Tech diary
Some random thoughts or learnings.
2024-12-05 Thu
I always came cross real models. For example today https://2023.splashcon.org/details/iwaco-2023-papers/5/Borrow-checking-Hylo. Stay focused and consistently!
2024-10-06 Sun
I came across this repo https://github.com/libusual/libusual when I dig into pgbouncer. This is a super cool tool box. Just a mark here. I will read more about it.
2024-07-29 Mon
Python traceback and stacktrace are two different concepts. Traceback is an object from the place an exception is thrown to the place it is caught.

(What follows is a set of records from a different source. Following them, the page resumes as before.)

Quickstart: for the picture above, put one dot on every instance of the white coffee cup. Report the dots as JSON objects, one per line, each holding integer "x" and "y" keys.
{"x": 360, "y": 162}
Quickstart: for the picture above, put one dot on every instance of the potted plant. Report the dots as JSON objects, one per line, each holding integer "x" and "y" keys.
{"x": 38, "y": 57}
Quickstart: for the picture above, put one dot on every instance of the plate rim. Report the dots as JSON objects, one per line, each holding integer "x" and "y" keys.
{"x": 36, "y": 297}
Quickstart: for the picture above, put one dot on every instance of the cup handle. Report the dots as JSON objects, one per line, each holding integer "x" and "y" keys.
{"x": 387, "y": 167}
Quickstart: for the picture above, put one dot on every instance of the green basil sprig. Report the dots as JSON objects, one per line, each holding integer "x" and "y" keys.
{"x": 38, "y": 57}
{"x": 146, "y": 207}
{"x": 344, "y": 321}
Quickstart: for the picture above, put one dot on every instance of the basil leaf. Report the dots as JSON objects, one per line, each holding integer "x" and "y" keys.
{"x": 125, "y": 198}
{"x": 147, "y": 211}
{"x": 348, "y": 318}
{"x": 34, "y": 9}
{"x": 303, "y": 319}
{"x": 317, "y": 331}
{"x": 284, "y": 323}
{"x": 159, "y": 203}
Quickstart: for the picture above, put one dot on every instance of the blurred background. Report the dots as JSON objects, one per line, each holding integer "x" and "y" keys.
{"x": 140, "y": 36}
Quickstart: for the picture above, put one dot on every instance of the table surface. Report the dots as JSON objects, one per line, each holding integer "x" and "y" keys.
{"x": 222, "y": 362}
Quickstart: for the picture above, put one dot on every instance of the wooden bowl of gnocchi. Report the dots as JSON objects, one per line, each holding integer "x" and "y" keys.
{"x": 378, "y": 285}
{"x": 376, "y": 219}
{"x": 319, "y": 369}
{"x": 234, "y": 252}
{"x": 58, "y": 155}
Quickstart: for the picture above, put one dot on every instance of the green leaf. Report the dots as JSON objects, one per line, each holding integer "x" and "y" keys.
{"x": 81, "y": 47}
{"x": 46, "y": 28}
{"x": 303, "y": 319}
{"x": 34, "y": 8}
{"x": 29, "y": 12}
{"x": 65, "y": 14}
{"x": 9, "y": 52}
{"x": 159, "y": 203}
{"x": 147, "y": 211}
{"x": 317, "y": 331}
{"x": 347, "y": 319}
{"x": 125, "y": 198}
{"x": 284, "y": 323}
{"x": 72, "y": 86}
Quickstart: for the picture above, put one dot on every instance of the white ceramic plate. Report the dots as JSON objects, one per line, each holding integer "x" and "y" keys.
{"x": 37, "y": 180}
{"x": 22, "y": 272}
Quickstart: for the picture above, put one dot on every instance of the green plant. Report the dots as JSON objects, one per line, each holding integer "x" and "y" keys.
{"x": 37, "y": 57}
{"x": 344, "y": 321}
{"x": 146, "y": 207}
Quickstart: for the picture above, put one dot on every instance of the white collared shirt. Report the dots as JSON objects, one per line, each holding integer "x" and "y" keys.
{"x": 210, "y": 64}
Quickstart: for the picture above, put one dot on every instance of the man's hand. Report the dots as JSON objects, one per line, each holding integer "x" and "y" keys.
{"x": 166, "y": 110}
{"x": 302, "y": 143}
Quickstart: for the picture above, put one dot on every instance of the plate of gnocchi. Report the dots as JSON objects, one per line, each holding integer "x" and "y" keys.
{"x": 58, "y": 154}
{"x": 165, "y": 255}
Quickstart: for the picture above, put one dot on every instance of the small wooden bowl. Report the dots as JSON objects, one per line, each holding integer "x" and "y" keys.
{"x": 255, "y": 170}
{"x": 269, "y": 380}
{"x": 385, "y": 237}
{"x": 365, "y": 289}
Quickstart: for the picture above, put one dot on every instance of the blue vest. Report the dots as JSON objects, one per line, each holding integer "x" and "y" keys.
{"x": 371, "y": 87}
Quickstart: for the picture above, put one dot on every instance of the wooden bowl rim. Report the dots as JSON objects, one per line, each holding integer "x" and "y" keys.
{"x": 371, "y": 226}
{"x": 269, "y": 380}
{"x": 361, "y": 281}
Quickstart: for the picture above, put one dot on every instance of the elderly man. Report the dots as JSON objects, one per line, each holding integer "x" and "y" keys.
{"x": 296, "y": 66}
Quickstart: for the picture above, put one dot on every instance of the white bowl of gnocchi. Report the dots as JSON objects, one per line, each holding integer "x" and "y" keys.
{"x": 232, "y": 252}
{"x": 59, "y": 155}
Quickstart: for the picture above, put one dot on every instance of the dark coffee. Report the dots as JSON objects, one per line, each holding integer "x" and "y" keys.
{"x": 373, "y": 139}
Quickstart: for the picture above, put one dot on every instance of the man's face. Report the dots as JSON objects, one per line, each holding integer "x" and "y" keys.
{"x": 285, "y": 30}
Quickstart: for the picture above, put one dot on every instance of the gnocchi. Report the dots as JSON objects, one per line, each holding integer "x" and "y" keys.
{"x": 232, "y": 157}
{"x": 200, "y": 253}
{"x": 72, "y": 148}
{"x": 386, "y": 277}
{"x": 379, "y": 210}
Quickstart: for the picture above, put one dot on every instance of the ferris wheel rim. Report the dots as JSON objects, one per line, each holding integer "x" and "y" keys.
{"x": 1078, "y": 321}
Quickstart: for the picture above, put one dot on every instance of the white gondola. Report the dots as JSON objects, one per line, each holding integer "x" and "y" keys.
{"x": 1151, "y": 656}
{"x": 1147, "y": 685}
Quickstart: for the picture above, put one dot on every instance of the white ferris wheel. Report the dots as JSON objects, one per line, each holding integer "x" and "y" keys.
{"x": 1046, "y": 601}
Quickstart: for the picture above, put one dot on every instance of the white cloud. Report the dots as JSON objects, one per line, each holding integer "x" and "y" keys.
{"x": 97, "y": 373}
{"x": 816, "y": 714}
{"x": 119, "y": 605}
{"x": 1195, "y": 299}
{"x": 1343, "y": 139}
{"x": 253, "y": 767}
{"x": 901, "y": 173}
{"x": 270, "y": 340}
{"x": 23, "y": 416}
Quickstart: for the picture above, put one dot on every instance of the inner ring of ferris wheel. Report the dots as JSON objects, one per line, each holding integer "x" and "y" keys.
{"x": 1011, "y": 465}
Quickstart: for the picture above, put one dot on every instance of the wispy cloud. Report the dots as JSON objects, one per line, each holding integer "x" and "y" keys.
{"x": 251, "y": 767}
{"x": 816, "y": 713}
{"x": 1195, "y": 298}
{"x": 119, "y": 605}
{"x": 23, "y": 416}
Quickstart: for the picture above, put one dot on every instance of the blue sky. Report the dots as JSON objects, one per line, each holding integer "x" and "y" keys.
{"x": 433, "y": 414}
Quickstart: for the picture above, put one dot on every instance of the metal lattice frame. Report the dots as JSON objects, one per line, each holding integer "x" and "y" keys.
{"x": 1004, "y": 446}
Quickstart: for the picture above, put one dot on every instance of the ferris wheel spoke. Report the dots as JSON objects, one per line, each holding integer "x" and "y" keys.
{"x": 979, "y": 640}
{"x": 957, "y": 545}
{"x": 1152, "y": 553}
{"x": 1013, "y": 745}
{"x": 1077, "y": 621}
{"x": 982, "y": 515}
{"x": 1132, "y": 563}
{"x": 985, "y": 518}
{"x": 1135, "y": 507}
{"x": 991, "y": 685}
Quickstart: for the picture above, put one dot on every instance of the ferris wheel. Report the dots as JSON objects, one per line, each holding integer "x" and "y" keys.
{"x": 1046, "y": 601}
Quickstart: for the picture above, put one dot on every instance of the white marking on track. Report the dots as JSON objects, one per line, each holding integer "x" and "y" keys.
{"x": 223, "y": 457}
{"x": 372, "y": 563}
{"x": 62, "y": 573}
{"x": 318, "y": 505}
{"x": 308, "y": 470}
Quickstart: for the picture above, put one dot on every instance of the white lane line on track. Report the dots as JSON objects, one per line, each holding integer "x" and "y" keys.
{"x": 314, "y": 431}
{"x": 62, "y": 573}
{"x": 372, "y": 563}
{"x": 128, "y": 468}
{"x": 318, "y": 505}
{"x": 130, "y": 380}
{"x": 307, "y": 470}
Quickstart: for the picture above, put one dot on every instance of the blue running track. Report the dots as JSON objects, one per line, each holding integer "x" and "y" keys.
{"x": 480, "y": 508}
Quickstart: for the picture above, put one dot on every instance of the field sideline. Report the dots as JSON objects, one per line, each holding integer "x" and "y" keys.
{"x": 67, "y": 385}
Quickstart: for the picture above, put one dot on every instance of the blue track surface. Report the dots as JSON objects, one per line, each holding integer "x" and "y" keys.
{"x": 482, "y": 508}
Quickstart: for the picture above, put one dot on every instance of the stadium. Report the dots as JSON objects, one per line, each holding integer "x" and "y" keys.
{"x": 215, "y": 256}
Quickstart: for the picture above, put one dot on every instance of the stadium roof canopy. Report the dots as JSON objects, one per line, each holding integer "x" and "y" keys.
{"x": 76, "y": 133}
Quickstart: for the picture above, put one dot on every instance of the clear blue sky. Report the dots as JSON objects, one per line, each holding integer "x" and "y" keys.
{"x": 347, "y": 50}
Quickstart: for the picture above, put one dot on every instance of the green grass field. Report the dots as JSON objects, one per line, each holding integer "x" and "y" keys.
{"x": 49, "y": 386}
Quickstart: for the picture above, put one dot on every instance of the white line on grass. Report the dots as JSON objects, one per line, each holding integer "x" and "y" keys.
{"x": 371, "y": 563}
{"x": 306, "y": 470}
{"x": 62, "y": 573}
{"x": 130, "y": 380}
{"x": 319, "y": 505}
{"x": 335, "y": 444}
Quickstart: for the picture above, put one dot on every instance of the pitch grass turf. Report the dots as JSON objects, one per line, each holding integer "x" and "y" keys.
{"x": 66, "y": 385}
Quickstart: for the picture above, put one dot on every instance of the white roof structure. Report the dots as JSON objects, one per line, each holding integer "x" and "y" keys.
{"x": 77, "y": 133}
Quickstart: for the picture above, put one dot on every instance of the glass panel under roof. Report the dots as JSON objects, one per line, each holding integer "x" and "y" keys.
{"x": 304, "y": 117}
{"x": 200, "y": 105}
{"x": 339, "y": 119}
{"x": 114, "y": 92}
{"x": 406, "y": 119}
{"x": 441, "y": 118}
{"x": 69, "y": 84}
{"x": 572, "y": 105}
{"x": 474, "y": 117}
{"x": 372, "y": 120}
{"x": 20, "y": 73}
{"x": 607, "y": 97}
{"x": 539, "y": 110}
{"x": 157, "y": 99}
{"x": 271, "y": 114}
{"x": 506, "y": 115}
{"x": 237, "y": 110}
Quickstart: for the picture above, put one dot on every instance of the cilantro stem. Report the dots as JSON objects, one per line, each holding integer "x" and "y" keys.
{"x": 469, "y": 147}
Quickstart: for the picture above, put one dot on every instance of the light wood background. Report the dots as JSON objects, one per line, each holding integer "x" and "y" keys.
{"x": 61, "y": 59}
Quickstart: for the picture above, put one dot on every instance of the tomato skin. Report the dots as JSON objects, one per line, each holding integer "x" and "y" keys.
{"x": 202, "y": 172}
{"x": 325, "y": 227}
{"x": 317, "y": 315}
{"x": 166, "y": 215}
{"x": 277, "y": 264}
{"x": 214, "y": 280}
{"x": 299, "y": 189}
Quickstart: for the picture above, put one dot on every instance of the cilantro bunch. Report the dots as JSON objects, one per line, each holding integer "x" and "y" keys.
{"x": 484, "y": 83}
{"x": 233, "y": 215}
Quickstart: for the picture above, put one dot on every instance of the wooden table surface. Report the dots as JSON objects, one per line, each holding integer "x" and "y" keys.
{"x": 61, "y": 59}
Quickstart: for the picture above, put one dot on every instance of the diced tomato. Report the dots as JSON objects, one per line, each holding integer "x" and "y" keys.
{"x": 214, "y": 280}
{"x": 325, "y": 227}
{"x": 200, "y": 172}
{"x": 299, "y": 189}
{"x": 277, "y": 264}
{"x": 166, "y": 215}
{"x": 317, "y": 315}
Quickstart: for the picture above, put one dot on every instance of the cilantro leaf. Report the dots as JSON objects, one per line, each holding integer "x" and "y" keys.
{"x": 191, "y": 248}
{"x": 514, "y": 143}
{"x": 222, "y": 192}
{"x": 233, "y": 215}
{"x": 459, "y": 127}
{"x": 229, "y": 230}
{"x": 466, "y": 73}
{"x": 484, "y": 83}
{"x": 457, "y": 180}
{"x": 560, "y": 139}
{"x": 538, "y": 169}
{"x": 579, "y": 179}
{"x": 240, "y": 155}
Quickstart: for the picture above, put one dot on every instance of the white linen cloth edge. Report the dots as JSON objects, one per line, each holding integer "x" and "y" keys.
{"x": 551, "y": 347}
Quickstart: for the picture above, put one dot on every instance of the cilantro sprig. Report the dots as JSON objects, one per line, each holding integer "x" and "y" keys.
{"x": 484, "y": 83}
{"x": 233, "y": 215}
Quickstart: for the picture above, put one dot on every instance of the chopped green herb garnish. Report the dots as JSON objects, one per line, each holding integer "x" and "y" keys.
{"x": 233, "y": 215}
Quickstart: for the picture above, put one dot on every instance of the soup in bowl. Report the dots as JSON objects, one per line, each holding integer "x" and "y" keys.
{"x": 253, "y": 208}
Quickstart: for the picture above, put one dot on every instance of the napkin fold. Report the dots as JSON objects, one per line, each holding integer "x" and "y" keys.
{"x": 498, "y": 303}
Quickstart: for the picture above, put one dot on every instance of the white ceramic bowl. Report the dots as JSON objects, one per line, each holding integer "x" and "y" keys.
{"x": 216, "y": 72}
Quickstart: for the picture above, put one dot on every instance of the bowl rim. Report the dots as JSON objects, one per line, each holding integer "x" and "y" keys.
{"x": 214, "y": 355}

Stacktrace is the call frames from current location to the main function.
logging
library supports both of them: exc_info=True
and stack_info=True
. Also logging.exception(...)
has exc_info=True
by default.
2024-07-23 Tue
Today I learned a very interesting skill about Remote Code Execution attach. See link. Basically, kafka-ui
has this vulnerability. We can use https://www.revshells.com/ to auto generate the reverse shell code. It is very fantastic.
2024-06-17 Mon
“You have to win the roadmap.” – Lisa Su
2024-06-12 Mon
TIL: https://github.com/rr-debugger/rr
2024-06-10 Mon
TIL: popcnt is a CPU instruction to count the number of 1’s in a binary word. C++ has a function for it https://en.cppreference.com/w/cpp/numeric/popcount.
2024-05-31 Fri
After upgrading MacOS, nerds fonts refused to work. After a quick search online, I found it is the problem with iTerm2: settings -> profiles -> default -> Text -> font -> Hack Nerd Font
. Maybe I should spend some time learning the internals of how font works inside terminal emulator.
2024-05-15 Wed
I just watched a video from Jeff Dean about ML, and wrote down the papers mentioned below. Hopefully, I will have chance of reading them sometime in the future.
- 2007 Large Language Models in Machine Translation
- 2013 Efficient Estimation of Word Representations in Vector Space
- 2014 Sequence to Sequence Learning with Neural Networks
- 2015 A Neural Conversational Model
- 2017 Attention Is All You Need
- 2020 Towards a Human-like Open-Domain Chatbot
2024-05-12 Sunday
This is a good blog about heap analysis. http://jam-bazaar.blogspot.com/2009/11/memory-debugging-with-meliae.html
2024-04-28 Sunday
A good blog about Golang runtime https://zboya.github.io/post/go_scheduler/#runtimemain-%E7%9A%84%E6%89%A7%E8%A1%8C
2024-03-07 Thursday
A terrible learning about k8s https://github.com/kubernetes/kubernetes/issues/43916
2024-1-23 Tuesday
I had bad luck after installing Mysql on macbook. I always get this error
1
2
$ mysql -uroot
ERROR 2002 (HY000): Can't connect to local MySQL server through socket '/tmp/mysql.sock' (2)
I understand I can give it an explicit host -h 127.0.0.1
to force it to use network socket instead of Unix socket, but I want to figure out why. After a few trials, I made it work by doing two things
1
2
$ sudo rm -rf /opt/homebrew/var/mysql
$ brew postinstall mysql
This postinstall
command is new to me. Then I realized that brew formula has a post_install block. Ah!. It needs some initialization work.
TIL.
2024-1-21 Sunday
Very nice compiler material https://c9x.me/compile/
2024-1-8 Monday
I read a blog titled “Go: what we go right and what we go wrong” recently and the related comments in HN https://news.ycombinator.com/item?id=38872362&p=2. The comments are quite insightful. I learned a technical term structural typing.
2023-12-24 Sun
I read a few videos from Prof. Andy. I just feel that the two most difficult problems in RDMS are query optimization and concurrency control.
2023-12-16 Sat
I need code folding in my blog, and this post https://github.com/cotes2020/jekyll-theme-chirpy/issues/436 perfectly solved my problem.
2023-12-15 Fri
This is really a nice series about Mysql Internals https://www.zhihu.com/column/c_1453135878944567296
2023-12-10 Sun
When I was watching Prof. Andy’s CMU class talk Query Execution 1, one part stroke me
Expression trees are flexible but slow. JIT compilation can (sometimes) speed them up.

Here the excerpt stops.